Some minimal exercises to incorporate the practice:

  • Daily 10-minute sitting with body sensations. Whatever appears, observed without judgement.
  • Naming emotions when they appear. "I notice frustration." "I'm having the thought of 'I'm hopeless'."
  • Stopping at 7pm to ask: what did I do today that aligns with what really matters? What did I do led by fear?
  • 3 commitment moments per week: situations where I do something despite the fear, in line with my values.

The practice is more important than the duration. 10 minutes a day for a year produces more than three hours a week sporadically.

Combining acceptance and exposure

For most phobias, the best approach is not one or the other but both:

  • Exposure to build new experience of safety.
  • Acceptance to live with the residual fear that remains.

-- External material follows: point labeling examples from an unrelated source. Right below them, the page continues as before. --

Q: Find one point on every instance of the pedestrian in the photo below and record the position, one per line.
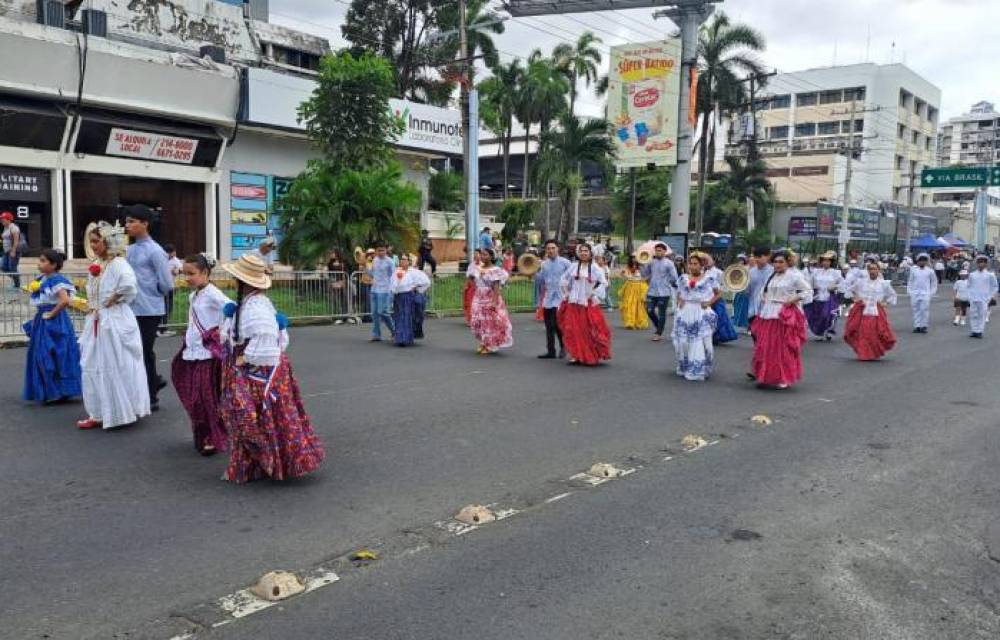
(409, 285)
(724, 329)
(982, 291)
(633, 297)
(270, 433)
(780, 327)
(695, 321)
(52, 368)
(939, 269)
(868, 330)
(196, 371)
(176, 267)
(266, 252)
(961, 298)
(490, 319)
(921, 287)
(661, 276)
(381, 269)
(470, 287)
(427, 253)
(14, 244)
(550, 275)
(823, 311)
(741, 301)
(581, 320)
(115, 389)
(760, 272)
(152, 271)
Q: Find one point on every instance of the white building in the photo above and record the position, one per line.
(187, 106)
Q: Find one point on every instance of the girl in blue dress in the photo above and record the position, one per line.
(52, 371)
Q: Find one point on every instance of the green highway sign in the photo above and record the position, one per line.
(960, 177)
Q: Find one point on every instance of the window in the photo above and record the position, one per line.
(781, 102)
(805, 129)
(831, 97)
(828, 128)
(807, 99)
(777, 133)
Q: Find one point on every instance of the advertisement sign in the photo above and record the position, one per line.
(862, 223)
(643, 100)
(151, 146)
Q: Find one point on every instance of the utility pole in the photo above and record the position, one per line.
(689, 16)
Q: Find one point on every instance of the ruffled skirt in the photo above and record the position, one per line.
(586, 334)
(270, 434)
(871, 337)
(692, 337)
(777, 354)
(52, 369)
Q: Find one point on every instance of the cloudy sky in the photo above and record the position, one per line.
(952, 43)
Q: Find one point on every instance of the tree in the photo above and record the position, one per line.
(516, 215)
(573, 142)
(498, 108)
(724, 49)
(446, 191)
(652, 202)
(578, 61)
(348, 117)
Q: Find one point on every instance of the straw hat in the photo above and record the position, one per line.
(251, 270)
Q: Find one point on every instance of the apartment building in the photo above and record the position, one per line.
(805, 130)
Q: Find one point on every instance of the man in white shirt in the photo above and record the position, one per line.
(921, 287)
(982, 288)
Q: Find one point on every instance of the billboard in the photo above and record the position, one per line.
(643, 99)
(863, 223)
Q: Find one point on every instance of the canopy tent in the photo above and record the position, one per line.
(927, 242)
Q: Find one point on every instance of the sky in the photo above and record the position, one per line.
(952, 43)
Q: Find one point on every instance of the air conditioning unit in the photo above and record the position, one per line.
(94, 23)
(51, 13)
(217, 54)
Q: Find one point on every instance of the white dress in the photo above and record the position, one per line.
(114, 376)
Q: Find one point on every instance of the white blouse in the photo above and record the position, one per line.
(413, 280)
(206, 305)
(259, 332)
(586, 288)
(824, 281)
(872, 292)
(782, 288)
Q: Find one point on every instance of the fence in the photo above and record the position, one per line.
(303, 296)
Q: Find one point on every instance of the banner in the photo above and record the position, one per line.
(643, 102)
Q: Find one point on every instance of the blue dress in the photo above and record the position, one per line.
(52, 370)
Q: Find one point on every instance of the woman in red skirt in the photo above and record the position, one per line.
(585, 331)
(868, 330)
(780, 327)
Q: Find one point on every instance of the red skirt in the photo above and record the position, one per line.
(777, 353)
(467, 295)
(585, 333)
(871, 337)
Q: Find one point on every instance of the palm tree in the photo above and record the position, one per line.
(498, 107)
(573, 142)
(578, 61)
(724, 49)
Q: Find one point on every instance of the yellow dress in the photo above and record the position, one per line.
(633, 302)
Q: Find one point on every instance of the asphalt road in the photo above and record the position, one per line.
(867, 510)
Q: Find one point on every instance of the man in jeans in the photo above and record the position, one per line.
(661, 274)
(152, 274)
(11, 247)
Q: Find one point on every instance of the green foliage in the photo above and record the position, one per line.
(348, 117)
(330, 207)
(652, 202)
(517, 215)
(445, 191)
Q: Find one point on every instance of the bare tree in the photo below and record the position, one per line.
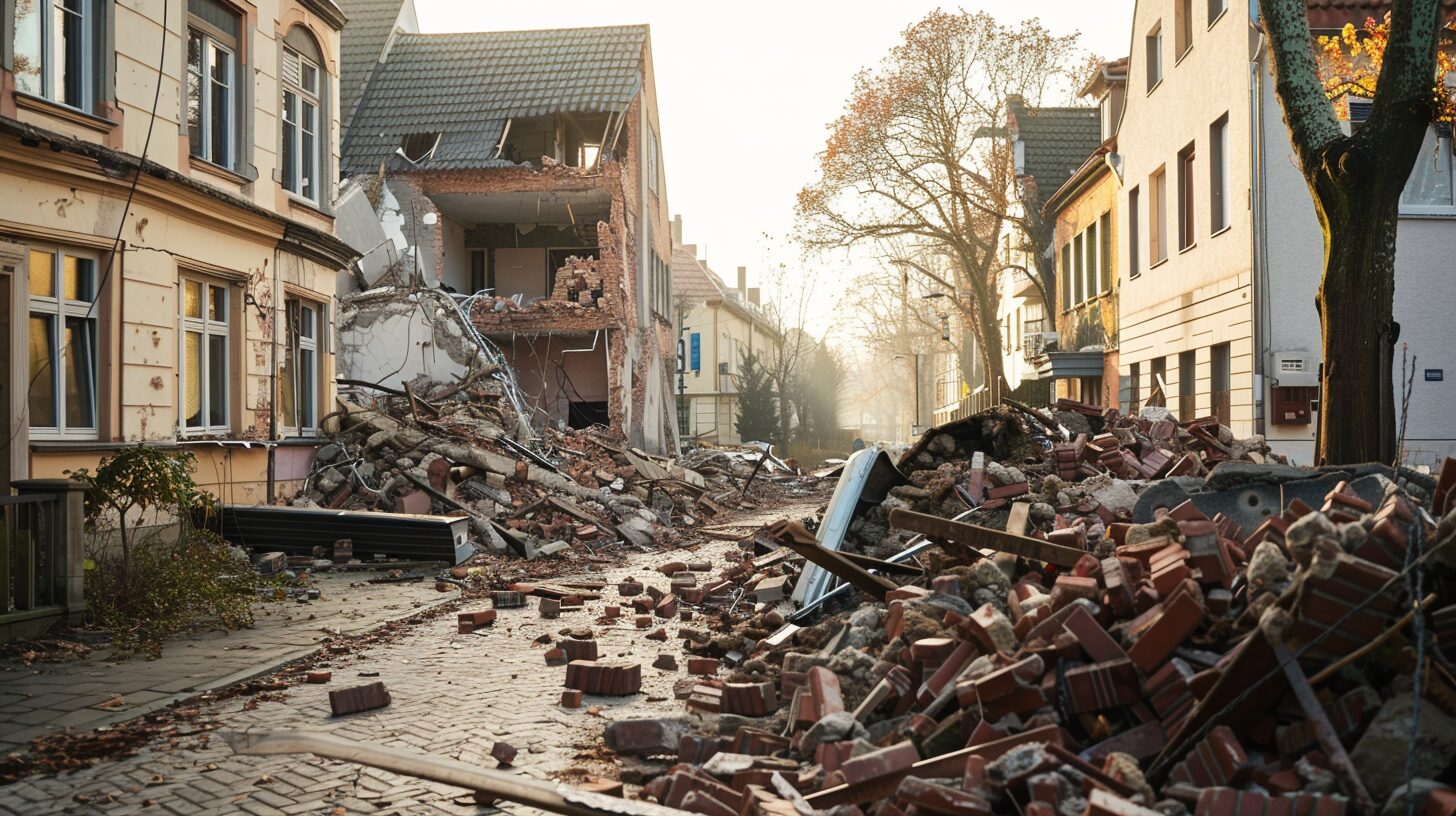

It is not "first I accept and then I'm cured". It is "I accept what is here, including the work I have to do, and within that I do exposure".

Closing

The fantasy of phobia recovery as total elimination of fear is exactly that: a fantasy. The real recovery is more modest and more sustainable. You learn to live with a body that sometimes still reacts, a mind that sometimes still produces catastrophic thoughts. But you stop letting that decide your life.

You take the flight, give the presentation, drive the long road, go up in the lift. The fear is there. But it is in the back seat. You are at the wheel.

That is what working through a phobia really means. Not eliminating fear: not giving it the wheel.